L’Hôtel de ville d’Altdorf, dans le canton d’Uri, où la nouvelle loi peut contraindre les citoyennes et les citoyens à siéger. Keystone

C’est une dure réalité de la démocratie suisse: si les volontaires font défaut, des citoyens se voient contraints d’accepter une charge publique - dans l’exécutif de leur commune ou à la commission scolaire. La pratique est encore en vigueur dans plusieurs cantons. Celui d’Uri vient même d’accepter d’augmenter à 5000 francs l’amende qui frappe les récalcitrants.

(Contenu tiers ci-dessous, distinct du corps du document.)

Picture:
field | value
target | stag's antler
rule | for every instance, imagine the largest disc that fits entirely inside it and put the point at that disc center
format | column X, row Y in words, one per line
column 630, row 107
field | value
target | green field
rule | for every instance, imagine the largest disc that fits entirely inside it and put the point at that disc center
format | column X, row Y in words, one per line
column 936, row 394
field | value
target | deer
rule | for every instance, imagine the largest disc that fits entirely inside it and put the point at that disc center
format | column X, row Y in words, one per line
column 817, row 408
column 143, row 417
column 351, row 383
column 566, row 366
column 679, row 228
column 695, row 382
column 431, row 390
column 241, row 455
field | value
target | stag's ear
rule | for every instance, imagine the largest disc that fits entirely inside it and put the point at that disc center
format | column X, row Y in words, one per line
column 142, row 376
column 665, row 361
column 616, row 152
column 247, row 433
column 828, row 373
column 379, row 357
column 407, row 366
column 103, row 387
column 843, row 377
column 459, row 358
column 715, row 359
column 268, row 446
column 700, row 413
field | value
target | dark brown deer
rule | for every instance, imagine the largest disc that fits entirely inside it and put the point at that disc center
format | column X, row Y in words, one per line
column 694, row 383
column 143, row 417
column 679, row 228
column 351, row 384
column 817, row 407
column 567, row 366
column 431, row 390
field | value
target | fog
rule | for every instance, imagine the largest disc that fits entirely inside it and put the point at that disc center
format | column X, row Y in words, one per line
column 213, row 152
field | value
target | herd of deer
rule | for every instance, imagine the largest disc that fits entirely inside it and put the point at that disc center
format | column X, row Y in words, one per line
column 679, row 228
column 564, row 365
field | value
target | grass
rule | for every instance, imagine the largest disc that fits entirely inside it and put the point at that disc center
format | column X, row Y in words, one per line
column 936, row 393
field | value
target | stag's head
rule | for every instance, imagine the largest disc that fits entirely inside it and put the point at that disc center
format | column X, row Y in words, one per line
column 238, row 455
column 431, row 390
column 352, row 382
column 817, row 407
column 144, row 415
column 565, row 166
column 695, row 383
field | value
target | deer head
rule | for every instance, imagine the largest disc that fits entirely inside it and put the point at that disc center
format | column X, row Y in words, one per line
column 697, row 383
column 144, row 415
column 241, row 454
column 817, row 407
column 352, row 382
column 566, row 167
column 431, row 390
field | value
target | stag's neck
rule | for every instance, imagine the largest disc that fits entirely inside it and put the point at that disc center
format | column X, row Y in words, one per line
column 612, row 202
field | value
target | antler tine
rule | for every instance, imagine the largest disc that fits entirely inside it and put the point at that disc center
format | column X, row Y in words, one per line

En 2008, Johanna Tschumi a été élue à l’exécutif de la commune de Bauen, dans le canton d’Uri, sans être candidate à ce poste. Mais son travail et sa santé l’empêchaient de remplir la tâche. Munie d’un certificat médical, elle a alors essayé de demander une dispense – en vain.

Elle a donc choisi la seule voie de sortie possible: louer une chambre dans le village voisin, distant de six kilomètres, s’y annoncer officiellement comme résidente et pendant trois mois, ne plus dormir que les weekends à Bauen. Deux autres personnes élues contre leur volonté ont eu recours au même subterfuge, ce qui a privé le Conseil communal du village de l’indispensable quorum.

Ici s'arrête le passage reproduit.